Thatcher points out that the same story can have quite different meanings, e.g., a Jewish delegation meeting with Roman emperor, Caligula. One report, the official minutes of the encounter, shows the Jewish support of the emperor. Philo, a Jewish writer, points out what the Jewish delegation really felt.  The story illustrates the two faces every victim of imperial power must always wear. “These things happened,” Philo says, “but they didn’t mean what the people in power thought they meant” (pp. 23-25).  Thatcher develops his theory of public and “hidden transcripts,” “the little traditions,” the counter memories” (p. 26). “Every situation of conflict between Jesus and the authorities may be read at two levels: the normal public meaning of the events, and in John’s ‘little tradition,’ reinterpretation of those events as expressions of Christ’s absolute sovereignty” (p. 46).

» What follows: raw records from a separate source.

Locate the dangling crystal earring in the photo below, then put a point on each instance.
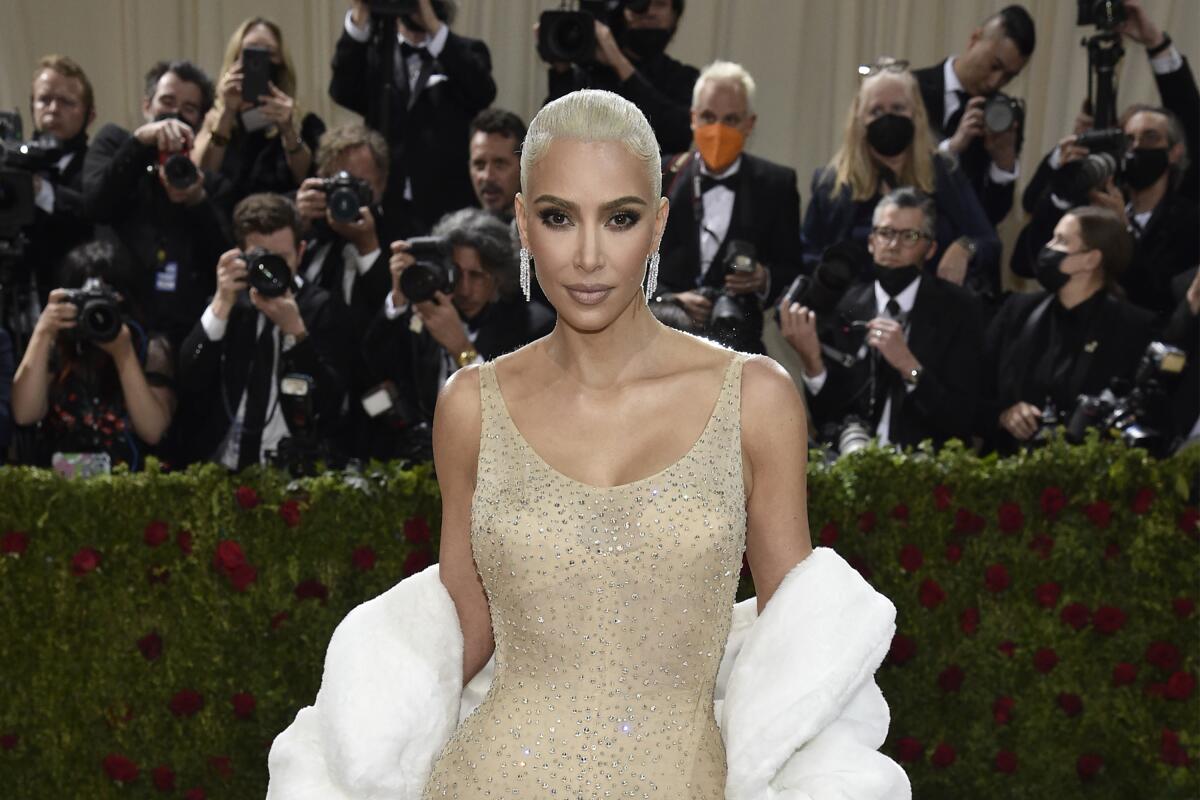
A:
(652, 276)
(525, 272)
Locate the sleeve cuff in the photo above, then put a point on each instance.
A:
(354, 31)
(214, 326)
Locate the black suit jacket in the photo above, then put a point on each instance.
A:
(430, 138)
(945, 335)
(157, 233)
(975, 162)
(213, 376)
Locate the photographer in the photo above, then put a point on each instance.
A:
(1047, 348)
(424, 109)
(95, 383)
(417, 346)
(61, 106)
(888, 143)
(963, 98)
(169, 216)
(633, 62)
(907, 342)
(256, 332)
(261, 144)
(721, 202)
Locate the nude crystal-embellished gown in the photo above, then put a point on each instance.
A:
(610, 608)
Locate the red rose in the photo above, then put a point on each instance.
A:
(1109, 619)
(1053, 501)
(1011, 518)
(84, 561)
(903, 649)
(942, 495)
(1123, 674)
(186, 703)
(1006, 762)
(931, 595)
(1143, 500)
(417, 530)
(246, 497)
(1163, 655)
(970, 620)
(943, 756)
(228, 555)
(289, 512)
(312, 589)
(1077, 615)
(1045, 660)
(155, 533)
(1087, 765)
(1048, 594)
(1183, 607)
(244, 704)
(120, 769)
(911, 558)
(13, 542)
(1071, 704)
(150, 645)
(163, 779)
(910, 750)
(1099, 513)
(1042, 545)
(241, 576)
(364, 559)
(1002, 710)
(951, 679)
(1180, 685)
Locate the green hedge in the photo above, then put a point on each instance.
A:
(160, 626)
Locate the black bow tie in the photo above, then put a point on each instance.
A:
(708, 181)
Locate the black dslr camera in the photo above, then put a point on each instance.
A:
(268, 272)
(432, 272)
(99, 314)
(345, 194)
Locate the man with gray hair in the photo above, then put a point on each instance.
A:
(732, 240)
(898, 355)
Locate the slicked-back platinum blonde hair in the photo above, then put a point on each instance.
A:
(593, 115)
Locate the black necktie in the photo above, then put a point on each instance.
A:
(258, 392)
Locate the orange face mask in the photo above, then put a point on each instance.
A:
(719, 145)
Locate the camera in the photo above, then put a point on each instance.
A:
(433, 270)
(268, 272)
(345, 194)
(99, 313)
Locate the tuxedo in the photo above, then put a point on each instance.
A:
(946, 336)
(975, 162)
(214, 376)
(427, 128)
(174, 247)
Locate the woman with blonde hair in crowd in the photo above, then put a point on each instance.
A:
(265, 145)
(888, 144)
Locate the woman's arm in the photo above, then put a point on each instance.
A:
(775, 450)
(456, 427)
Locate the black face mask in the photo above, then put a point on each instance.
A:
(647, 42)
(1048, 270)
(1145, 166)
(891, 134)
(895, 280)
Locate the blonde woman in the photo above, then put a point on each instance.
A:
(887, 144)
(599, 489)
(265, 145)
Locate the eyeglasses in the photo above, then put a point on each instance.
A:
(907, 236)
(885, 64)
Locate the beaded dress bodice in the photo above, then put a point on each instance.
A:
(610, 609)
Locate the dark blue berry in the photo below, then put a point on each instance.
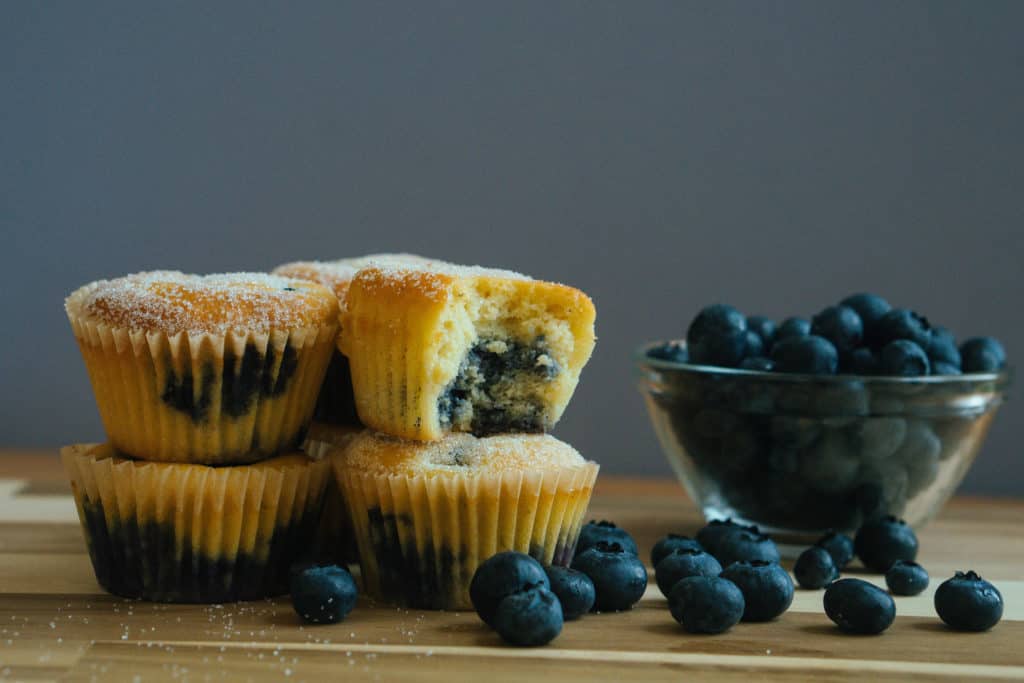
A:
(810, 355)
(758, 363)
(903, 358)
(706, 604)
(840, 546)
(906, 578)
(573, 589)
(765, 328)
(857, 606)
(596, 531)
(968, 602)
(620, 578)
(841, 326)
(767, 589)
(718, 336)
(815, 568)
(902, 324)
(499, 577)
(323, 594)
(670, 543)
(684, 562)
(982, 354)
(529, 617)
(882, 541)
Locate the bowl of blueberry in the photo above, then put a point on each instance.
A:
(809, 425)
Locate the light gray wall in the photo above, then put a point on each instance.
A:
(657, 155)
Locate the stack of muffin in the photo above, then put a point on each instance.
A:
(206, 386)
(457, 374)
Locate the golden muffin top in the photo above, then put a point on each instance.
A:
(171, 302)
(460, 454)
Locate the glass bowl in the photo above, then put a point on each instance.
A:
(798, 455)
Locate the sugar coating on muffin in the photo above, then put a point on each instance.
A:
(172, 302)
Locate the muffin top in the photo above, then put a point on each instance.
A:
(172, 302)
(460, 454)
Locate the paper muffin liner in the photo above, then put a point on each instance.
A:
(335, 541)
(174, 532)
(207, 398)
(421, 538)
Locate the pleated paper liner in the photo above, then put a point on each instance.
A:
(175, 532)
(215, 399)
(335, 541)
(421, 538)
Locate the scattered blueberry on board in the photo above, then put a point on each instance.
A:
(323, 594)
(968, 602)
(857, 606)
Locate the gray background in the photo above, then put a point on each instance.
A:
(658, 155)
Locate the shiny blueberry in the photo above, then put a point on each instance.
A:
(499, 577)
(766, 587)
(982, 354)
(684, 562)
(841, 326)
(670, 543)
(857, 606)
(718, 336)
(840, 546)
(595, 531)
(706, 604)
(620, 578)
(573, 589)
(815, 568)
(882, 541)
(968, 602)
(529, 617)
(323, 594)
(906, 578)
(810, 355)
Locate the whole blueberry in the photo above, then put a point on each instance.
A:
(902, 357)
(857, 606)
(766, 587)
(841, 326)
(323, 594)
(810, 355)
(815, 568)
(596, 531)
(792, 327)
(718, 336)
(573, 589)
(529, 617)
(670, 543)
(620, 578)
(499, 577)
(707, 604)
(764, 327)
(869, 307)
(882, 541)
(906, 578)
(839, 546)
(968, 602)
(982, 354)
(902, 324)
(684, 562)
(673, 351)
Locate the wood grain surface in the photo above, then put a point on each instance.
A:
(56, 624)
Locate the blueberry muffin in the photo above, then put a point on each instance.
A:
(426, 514)
(438, 348)
(336, 403)
(182, 532)
(210, 370)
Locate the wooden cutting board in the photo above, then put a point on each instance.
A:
(55, 623)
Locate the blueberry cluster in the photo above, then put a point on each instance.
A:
(861, 335)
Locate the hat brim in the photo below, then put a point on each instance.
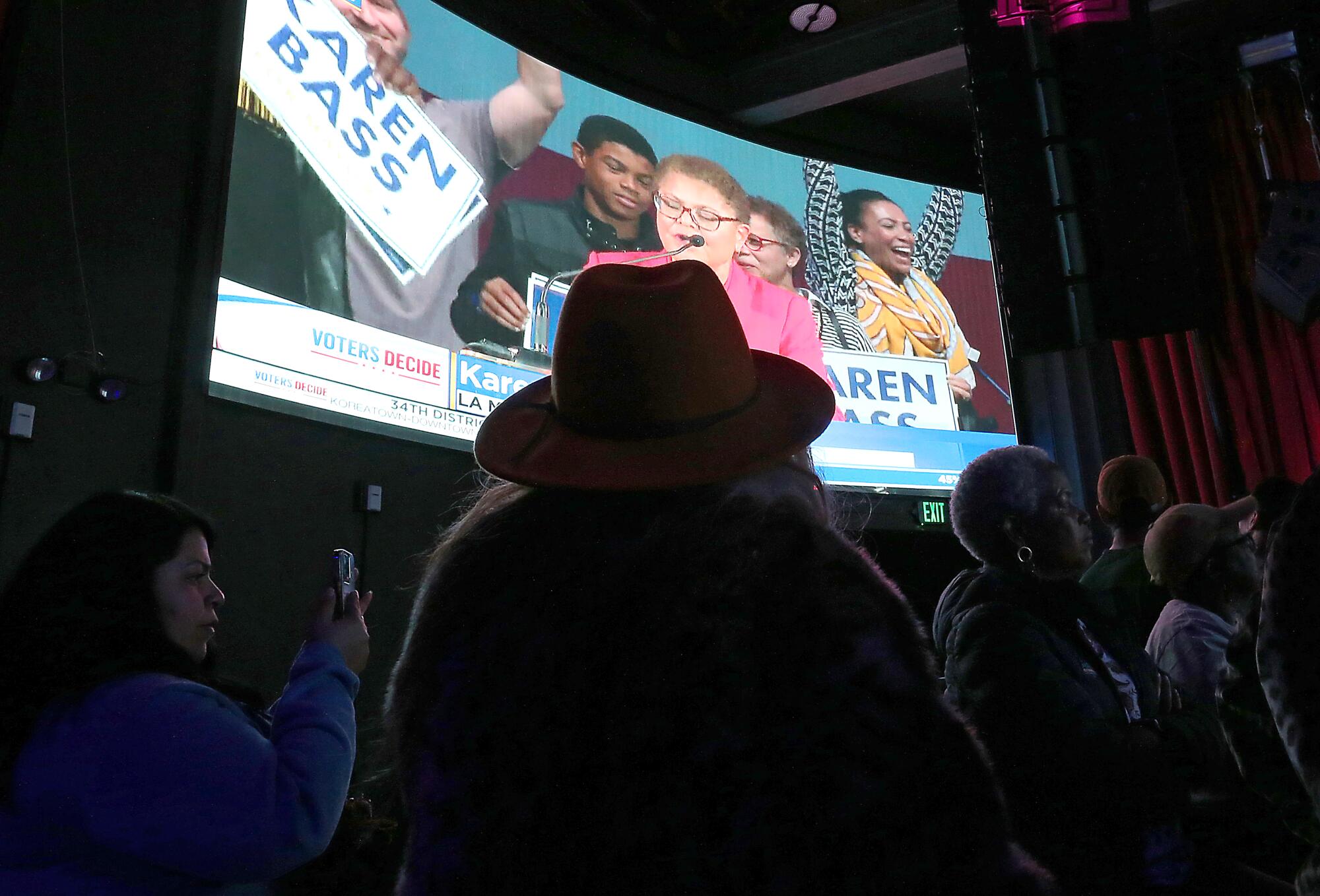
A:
(526, 441)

In John’s story the Romans are not in control. The Jewish authorities, on whom Caesar depends, granting them the status of Roman prefects, are helpless, unable to stop Jesus’ mission or even protect their own interests (John 12, 18). Crucifixion was a major part of Roman policy of intimidation and control, but in John’s story fulfilled prophecy (e.g., division of Jesus’ clothing, Jesus’ death, the piercing with a spear) make the ultimate story of defeat end in conquest (p. 107). Jesus is in control to the very end. Even the Roman political order is not in final control. In John’s story, Pilate (the Roman governor) appears in seven scenes, without the results he wishes (28 verses; in the synoptics, Pilate gets a combined total of 37 verses), and  the Roman governor “is afraid” (19:8). Even after his vicious scourging, Jesus continues his words coherently against Pilate (19:12). Rome’s victims followed Rome’s script; Jesus has his own script (even washing his disciples’ feet—a sharp retort to Roman imperial practise).